831(b) Small Captive Insurance Company Owners Face January 1 Deadline To Fix Ownership Structure

FROM: Forbes, Oct. 15, 2016  
By: Jay Adkisson
*Opinions expressed by Forbes contributors are their own.

Last year, I wrote about the new changes to 831(b). Among the changes is the new requirement that a captive insurance company which is privately held must be owned by the same generation of the family as the businesses which are being insured and paying premiums to the captive.

The concept is pretty simple. If Son owns the business, and Dad owns the underlying businesses, or vice versathen the captive is not owned by the same generation and the new requirements are not met. If Sons owns both the captive the underlying business, or Dad owns both the captive and the underlying business, no problemo.

The problem is that a lot of captives that were qualifying under 831(b) were not created in compliance with this new requirement. Fortunately for these small captive owners, Congress did not apply the new requirements for tax year 2016, but instead they go into effect on January 1, 2017. This allowed captive owners to breathe a sigh of relief — for a while.
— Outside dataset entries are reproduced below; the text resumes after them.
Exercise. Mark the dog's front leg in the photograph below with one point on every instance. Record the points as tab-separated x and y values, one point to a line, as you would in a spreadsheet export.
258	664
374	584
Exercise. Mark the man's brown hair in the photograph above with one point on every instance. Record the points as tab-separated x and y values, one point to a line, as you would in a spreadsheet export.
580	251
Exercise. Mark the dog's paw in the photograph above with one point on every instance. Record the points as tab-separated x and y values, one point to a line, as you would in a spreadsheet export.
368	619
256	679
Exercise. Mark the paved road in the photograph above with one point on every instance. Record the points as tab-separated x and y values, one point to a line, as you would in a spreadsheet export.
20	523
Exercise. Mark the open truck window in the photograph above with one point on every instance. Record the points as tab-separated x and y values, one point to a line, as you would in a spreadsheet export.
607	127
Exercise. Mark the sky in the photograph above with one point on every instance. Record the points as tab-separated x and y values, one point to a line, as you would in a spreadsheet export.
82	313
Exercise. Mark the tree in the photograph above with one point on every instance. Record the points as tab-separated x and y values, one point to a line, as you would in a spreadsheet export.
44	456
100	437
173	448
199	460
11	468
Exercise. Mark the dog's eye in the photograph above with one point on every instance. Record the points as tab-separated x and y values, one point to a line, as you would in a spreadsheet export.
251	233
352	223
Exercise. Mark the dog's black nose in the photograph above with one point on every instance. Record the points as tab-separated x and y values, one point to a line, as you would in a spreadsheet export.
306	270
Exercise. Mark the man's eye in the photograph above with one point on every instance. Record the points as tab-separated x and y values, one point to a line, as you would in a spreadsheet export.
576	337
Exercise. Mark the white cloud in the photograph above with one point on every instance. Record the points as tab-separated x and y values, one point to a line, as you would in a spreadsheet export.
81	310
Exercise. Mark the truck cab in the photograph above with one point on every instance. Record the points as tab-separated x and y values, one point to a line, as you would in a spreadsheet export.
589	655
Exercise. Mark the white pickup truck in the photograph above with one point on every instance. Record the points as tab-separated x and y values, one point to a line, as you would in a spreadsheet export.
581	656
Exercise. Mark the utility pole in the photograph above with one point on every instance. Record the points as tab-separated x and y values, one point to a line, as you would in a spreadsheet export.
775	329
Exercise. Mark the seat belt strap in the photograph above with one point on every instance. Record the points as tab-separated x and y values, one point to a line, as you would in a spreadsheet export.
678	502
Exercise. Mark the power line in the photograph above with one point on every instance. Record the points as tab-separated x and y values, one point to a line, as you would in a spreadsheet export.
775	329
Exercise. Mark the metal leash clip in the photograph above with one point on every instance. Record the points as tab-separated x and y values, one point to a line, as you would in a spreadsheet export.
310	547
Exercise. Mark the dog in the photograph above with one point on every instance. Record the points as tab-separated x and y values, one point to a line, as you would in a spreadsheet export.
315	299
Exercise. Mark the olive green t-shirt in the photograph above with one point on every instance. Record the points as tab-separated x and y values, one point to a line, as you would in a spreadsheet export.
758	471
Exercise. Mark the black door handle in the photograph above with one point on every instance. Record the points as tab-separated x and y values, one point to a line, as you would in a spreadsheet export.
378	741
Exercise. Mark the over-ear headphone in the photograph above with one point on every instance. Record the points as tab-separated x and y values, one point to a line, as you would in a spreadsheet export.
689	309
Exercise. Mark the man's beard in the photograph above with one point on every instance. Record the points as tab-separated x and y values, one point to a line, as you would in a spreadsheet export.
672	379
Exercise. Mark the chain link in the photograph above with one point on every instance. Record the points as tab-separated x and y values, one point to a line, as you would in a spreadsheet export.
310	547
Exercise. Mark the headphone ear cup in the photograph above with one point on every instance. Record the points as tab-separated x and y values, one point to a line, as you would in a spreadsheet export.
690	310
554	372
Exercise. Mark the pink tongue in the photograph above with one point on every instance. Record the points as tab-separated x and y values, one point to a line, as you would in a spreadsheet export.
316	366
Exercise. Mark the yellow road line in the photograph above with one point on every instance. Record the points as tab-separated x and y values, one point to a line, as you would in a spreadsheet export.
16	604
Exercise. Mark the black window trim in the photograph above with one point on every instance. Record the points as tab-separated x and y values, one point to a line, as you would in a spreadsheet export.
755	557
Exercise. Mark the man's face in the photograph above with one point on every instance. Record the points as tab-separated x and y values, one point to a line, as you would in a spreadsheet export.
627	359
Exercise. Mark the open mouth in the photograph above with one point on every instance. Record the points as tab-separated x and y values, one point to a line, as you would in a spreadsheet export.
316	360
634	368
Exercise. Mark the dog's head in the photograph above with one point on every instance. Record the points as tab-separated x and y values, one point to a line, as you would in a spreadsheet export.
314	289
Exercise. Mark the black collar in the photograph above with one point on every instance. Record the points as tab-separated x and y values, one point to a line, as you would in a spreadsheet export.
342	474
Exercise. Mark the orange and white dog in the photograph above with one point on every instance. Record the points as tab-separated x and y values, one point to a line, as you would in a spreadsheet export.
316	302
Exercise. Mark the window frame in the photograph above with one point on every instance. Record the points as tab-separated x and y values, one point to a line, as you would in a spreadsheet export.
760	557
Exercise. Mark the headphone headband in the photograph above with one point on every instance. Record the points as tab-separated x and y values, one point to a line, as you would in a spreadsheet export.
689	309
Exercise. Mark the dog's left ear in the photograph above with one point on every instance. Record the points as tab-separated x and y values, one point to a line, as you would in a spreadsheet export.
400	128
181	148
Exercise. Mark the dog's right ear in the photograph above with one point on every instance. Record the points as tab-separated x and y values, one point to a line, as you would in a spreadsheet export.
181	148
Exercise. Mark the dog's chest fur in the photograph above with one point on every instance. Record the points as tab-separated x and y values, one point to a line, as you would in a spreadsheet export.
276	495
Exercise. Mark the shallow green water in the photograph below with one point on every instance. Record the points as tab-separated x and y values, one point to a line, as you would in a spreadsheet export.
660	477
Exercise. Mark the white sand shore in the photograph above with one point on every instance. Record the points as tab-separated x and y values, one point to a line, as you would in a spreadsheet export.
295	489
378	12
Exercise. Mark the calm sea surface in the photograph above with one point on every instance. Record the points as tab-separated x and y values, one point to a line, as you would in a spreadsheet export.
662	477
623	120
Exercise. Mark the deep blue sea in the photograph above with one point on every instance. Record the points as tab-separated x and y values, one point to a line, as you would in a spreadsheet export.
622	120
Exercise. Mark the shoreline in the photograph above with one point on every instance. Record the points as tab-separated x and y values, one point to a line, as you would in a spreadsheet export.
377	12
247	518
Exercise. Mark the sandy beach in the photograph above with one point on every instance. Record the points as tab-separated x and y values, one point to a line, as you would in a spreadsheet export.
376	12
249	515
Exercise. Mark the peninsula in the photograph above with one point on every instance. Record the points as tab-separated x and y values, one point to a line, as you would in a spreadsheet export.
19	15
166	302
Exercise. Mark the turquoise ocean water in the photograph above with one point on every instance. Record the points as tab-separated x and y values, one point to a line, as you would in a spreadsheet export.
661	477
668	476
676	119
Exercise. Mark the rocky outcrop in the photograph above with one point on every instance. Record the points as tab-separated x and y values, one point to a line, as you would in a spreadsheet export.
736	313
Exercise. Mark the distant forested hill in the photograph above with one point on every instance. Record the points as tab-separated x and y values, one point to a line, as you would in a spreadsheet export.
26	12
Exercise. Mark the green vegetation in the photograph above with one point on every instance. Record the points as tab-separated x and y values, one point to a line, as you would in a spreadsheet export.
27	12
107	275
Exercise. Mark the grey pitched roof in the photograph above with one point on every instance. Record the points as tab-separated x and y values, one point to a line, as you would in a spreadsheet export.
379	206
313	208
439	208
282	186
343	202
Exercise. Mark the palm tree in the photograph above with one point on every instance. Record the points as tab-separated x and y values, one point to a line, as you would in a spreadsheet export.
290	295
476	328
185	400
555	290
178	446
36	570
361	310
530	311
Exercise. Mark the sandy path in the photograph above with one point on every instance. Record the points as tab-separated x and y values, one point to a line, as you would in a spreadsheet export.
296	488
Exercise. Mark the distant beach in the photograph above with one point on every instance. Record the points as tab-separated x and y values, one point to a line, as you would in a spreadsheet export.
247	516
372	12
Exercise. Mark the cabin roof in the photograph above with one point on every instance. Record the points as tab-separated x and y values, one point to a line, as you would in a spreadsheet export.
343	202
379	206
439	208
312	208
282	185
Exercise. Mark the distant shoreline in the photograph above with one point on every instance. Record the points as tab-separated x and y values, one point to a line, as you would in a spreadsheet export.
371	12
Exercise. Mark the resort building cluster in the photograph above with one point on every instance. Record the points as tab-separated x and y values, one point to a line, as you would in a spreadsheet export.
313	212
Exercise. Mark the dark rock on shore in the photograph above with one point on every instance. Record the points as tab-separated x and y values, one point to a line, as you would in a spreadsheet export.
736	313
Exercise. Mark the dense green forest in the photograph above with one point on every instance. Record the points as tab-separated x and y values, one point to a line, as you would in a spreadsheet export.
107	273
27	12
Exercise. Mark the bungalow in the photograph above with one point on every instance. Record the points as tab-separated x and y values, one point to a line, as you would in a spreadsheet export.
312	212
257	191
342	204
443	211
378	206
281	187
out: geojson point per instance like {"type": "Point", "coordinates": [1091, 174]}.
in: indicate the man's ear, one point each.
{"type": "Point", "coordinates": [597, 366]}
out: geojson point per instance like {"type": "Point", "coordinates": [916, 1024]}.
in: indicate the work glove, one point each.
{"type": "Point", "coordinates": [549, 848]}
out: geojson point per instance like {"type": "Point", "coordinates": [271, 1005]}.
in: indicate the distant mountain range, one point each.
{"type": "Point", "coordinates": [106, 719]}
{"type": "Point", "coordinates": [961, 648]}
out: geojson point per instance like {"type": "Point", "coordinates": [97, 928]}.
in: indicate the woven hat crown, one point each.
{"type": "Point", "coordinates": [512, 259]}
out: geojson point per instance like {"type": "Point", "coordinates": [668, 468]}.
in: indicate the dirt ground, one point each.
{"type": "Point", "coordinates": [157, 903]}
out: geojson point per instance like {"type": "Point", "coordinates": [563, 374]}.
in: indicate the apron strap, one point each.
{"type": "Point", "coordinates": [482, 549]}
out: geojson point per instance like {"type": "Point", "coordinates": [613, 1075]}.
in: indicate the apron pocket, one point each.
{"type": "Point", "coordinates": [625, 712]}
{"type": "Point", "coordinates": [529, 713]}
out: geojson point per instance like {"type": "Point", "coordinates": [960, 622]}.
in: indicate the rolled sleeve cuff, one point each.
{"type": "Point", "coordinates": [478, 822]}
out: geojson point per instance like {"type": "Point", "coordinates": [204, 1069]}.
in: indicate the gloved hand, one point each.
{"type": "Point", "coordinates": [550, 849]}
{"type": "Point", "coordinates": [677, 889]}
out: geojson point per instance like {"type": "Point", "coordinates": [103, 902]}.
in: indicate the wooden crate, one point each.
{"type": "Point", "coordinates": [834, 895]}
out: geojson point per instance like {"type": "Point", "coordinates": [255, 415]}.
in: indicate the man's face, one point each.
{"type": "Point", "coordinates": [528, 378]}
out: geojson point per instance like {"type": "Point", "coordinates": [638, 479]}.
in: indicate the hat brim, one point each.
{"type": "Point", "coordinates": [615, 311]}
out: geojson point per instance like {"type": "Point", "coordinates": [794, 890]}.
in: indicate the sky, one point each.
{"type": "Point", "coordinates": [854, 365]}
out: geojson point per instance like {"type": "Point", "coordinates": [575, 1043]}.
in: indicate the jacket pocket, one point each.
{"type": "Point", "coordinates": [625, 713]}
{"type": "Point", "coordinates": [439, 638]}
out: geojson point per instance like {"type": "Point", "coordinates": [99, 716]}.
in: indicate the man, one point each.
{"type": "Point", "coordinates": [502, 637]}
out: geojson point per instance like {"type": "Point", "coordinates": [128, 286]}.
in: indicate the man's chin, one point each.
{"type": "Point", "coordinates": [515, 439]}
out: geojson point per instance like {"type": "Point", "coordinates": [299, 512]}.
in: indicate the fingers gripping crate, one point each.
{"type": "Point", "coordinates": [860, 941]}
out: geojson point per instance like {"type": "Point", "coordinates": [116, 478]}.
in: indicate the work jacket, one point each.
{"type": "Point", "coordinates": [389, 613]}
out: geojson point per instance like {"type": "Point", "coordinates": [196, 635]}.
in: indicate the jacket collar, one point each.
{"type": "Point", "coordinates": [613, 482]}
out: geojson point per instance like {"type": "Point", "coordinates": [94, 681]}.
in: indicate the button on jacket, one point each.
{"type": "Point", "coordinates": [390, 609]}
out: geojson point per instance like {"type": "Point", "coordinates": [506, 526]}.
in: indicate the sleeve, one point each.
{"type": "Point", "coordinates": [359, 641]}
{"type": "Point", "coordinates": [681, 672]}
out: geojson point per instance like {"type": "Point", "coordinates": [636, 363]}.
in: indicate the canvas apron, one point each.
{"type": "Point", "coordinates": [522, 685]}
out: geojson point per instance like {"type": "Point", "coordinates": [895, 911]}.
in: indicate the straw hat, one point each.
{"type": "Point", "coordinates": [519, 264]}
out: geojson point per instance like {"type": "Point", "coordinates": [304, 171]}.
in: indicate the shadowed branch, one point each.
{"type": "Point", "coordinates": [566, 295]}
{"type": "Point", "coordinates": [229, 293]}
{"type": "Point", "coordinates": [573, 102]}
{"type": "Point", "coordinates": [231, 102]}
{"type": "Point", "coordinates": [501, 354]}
Now, we’re in the fourth quarter, literally and figuratively. The problem is that captive owners are quickly running out of time to remediate these captives.

The main solution is pretty simple in concept: Either move the captive or the operating businesses into the same family generation as the other.

The problem is that this is much easier said than done. Changing the ownership of the captive requires approval from the Insurance Commissioner, which isn’t instantaneous. It also requires estate tax planning and the drafting of documents to facilitate that planning. Valuations and sometimes appraisals have to be conducted. All this takes time.

Moving the underlying business is usually even more complex, since they typically have greater value and thus require correspondingly greater planning and implementation.

In fact, unless you rush the planning, with all the risks that entails, such planning will normally take somewhere between 30 and 60 days. As I write that, we’re already at October 15 — you do the math. Once we are inside November, there will still be planners willing to assist, but don’t be surprised if they start charging “rush” rates.